The People’s Bank of China participated in a seminar Tuesday that included other government officials and regulators as well as builders including Vanke, Longfor and Gemdale Corp., according to a Cailian report. All three firms are among China’s 10 biggest by sales.

The meeting occurred a day after Vanke received an unusually strong show of support from officials in its hometown of Shenzhen, helping fuel record gains in some of its dollar bonds. Longfor debt also rallied Monday amid Vanke’s surge.  But there hasn’t been a broad credit rally among developers, a sign that Beijing has yet to find the solution to stem a property-debt crisis in its fourth year as new-home sales are back to declining after a brief uptick earlier in 2023.

The local authorities’ support for Vanke should lift sentiment for builders that have at least partial state ownership and strong fundamentals, said Leonard Law, senior credit analyst with Lucror Analytics Pte. But it’s “unlikely to benefit those that have already defaulted” or be a turning point for the wider industry, he added.

Junk-rated builders have seen significantly smaller returns so far this month than Vanke or Longfor.
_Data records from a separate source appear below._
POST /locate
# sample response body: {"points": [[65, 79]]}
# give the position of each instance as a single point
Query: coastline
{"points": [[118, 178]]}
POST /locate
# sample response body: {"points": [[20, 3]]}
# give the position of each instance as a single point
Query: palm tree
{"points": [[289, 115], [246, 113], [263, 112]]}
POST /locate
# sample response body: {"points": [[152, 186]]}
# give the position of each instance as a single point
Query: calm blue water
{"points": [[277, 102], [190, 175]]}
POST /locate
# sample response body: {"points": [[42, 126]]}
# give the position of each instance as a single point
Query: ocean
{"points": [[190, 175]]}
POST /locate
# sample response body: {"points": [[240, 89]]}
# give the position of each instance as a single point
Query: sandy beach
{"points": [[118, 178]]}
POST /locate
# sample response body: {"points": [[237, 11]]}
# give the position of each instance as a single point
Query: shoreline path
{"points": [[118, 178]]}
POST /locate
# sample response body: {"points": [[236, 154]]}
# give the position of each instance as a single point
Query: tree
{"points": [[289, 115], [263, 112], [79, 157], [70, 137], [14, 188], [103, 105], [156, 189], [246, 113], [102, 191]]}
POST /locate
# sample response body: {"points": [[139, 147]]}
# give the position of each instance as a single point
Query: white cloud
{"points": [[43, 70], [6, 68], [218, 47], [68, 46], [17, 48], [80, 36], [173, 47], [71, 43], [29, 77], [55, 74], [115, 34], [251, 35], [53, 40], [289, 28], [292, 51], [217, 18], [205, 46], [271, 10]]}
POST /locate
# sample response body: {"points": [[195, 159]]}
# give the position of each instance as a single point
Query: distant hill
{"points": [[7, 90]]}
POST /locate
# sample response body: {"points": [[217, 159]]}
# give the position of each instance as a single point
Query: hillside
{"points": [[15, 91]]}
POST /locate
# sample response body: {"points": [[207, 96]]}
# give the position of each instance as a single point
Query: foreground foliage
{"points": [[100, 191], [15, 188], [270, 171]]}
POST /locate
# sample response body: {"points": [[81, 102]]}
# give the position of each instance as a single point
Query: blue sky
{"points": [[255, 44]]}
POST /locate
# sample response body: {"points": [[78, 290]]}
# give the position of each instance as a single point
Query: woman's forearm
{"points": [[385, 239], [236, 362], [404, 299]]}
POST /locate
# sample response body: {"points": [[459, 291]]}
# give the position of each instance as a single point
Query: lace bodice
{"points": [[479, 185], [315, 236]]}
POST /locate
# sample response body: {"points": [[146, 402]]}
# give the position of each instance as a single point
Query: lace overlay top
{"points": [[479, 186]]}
Among developers, Yanlord Land Group Ltd. gained 6.9% through Tuesday, the most in a Bloomberg index of Chinese high-yield dollar bonds issuers.

Meanwhile, institutional investors continue to pare their exposure to such debt. Fidelity International Ltd.’s par value of Chinese property firms’ junk dollar notes plunged 43% to $1.16 billion in the month ended Nov. 3, according to Bloomberg Intelligence based on the latest publicly disclosed data. Its holdings were $3.9 billion in February.